One hundred thirty-three potential donors were evaluated (55 for group I, 78 for group II). Mean follow-up was 1.7 months, and 77% of subjects donated. The mean numbers of needle passes were 2.1 and 2.3 for groups I and II, respectively. No major complications were encountered, and all subjects were discharged in 4 hours. Incidences of minor complications were 3.6% (vasovagal reactions) and zero for groups I and II, respectively. Sample adequacy rates were 100% and 99% for groups I and II, respectively. One case (1.8%) in group I, although pathologically adequate, had additional renal tissue.

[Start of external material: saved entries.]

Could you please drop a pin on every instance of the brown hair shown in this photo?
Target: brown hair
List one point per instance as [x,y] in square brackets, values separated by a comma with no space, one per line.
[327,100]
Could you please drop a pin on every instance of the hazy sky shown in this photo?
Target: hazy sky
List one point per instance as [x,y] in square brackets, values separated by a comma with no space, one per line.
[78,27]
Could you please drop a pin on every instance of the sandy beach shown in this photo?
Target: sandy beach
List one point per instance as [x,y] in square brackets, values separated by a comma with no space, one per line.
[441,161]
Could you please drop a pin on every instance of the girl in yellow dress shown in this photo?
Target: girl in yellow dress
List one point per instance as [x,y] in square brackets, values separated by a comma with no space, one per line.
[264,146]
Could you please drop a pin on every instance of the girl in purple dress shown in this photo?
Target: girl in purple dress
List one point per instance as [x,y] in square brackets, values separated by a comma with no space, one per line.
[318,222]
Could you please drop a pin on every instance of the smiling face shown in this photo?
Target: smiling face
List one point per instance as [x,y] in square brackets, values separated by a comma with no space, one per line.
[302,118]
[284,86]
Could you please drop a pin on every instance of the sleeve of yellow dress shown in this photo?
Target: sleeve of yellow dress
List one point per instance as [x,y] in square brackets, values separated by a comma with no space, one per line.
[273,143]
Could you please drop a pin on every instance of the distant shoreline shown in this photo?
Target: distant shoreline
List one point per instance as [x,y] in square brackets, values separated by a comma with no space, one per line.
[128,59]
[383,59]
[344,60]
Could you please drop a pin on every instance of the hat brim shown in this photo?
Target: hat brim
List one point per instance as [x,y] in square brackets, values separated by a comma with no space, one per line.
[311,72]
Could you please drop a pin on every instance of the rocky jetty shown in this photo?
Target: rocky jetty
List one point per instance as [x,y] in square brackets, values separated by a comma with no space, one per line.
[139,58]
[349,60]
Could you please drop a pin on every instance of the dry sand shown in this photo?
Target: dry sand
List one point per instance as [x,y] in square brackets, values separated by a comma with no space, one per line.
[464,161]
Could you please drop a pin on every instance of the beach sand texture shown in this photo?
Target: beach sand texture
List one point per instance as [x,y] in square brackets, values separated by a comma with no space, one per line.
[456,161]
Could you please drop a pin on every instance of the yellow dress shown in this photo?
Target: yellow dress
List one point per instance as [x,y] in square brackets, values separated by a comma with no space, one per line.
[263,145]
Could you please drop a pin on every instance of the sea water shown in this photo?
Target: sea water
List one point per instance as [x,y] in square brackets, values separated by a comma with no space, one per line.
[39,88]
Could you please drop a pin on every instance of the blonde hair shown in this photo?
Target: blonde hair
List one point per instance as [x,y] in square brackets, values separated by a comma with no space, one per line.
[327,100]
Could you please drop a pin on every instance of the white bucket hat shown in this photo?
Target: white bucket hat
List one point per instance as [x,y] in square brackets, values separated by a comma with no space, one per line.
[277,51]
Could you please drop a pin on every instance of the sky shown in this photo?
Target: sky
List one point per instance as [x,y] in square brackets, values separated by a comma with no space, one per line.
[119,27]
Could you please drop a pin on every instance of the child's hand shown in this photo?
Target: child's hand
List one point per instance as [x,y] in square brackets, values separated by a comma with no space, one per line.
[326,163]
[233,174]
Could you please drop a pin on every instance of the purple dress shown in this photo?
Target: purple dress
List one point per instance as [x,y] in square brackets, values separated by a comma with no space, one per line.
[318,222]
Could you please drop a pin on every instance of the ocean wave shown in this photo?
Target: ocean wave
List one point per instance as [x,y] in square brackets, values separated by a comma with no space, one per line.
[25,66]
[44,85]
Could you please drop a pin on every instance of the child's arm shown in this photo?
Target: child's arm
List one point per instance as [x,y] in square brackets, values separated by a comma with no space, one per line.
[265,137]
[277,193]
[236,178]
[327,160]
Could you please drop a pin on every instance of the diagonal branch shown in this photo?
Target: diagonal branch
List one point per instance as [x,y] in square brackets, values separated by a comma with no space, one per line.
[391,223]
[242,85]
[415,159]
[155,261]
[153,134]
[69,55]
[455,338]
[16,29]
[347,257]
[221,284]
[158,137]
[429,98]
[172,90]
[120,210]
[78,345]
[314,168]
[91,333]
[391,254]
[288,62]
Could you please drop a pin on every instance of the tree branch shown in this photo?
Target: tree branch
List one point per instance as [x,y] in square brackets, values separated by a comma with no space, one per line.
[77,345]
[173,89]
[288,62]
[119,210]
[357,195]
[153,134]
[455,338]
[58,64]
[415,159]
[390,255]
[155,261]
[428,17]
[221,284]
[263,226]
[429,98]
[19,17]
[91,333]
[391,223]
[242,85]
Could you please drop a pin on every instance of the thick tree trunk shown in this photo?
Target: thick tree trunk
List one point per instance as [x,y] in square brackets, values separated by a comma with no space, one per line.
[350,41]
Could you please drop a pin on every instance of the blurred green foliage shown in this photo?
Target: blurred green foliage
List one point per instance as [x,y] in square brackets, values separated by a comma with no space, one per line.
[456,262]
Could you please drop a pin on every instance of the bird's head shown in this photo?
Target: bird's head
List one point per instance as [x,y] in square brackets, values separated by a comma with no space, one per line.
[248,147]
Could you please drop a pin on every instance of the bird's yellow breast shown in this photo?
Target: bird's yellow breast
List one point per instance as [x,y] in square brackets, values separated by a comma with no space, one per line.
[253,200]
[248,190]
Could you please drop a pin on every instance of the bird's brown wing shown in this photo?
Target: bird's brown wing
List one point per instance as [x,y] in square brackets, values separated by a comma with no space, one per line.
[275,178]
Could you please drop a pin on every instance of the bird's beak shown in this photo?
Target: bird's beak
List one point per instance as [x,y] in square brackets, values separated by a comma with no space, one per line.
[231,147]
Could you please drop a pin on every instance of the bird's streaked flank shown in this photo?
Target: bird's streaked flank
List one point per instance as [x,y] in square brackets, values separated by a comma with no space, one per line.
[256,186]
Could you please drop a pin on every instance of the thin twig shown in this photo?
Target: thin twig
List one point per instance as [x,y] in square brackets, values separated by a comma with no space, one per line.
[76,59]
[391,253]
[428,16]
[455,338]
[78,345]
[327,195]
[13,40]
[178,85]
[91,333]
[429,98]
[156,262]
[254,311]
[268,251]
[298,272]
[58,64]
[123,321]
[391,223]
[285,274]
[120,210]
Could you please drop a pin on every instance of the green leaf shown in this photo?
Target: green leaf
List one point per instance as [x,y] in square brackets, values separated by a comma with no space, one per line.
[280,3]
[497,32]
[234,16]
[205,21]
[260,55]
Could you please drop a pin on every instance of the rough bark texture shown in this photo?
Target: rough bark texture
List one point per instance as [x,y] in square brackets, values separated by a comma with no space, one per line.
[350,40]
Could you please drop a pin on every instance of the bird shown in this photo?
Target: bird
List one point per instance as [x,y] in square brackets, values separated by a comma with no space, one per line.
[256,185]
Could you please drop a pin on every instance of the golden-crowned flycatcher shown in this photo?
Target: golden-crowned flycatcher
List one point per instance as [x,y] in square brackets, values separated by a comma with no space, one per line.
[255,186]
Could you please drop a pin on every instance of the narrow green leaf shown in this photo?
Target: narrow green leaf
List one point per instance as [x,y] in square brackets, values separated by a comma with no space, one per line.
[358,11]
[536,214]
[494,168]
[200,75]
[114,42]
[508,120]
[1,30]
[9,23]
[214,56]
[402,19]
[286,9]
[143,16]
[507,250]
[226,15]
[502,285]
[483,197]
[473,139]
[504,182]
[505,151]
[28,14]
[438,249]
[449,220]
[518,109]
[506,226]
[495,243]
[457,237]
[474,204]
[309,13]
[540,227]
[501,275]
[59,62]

Fluoroscopically guided liver biopsy shows encouraging initial safety results and is as effective as US-guided liver biopsy in normal subjects.
描述并评估在潜在的活体亲属供肝者中,与超声(US)引导下经皮肝穿刺活检相比,透视引导下经皮肝穿刺活检的安全性和有效性。
对133例连续的潜在活体亲属供肝者术前检查进行回顾性分析。研究对象为1999年1月至2002年5月期间接受治疗的患者。将患者分为接受超声引导下肋缘下18G肝穿刺活检的患者(I组)和接受透视引导下肋间18G肝穿刺活检的患者(II组)。II组活检的操作方式类似于经皮肝穿刺胆管造影。对研究期间获取的所有样本,由一位对引导方式不知情的移植病理学家进行前瞻性重新评估,以确定样本是否足够(定义为≥5个完整的门三联)。患者在出院前随访4小时,之后在移植门诊随访直至捐献。未捐献器官的患者至少随访1个月。
评估了133例潜在供者(I组55例,II组78例)。平均随访时间为1.7个月,77%的患者进行了捐献。I组和II组的平均穿刺次数分别为2.1次和2.3次。未发生重大并发症,所有患者均在4小时内出院。I组和II组的轻微并发症发生率分别为3.6%(血管迷走神经反应)和0。I组和II组的样本充足率分别为100%和99%。I组有1例(1.8%),尽管病理上足够,但含有额外的肾组织。
透视引导下肝活检显示出令人鼓舞的初步安全结果,在正常受试者中与超声引导下肝活检同样有效。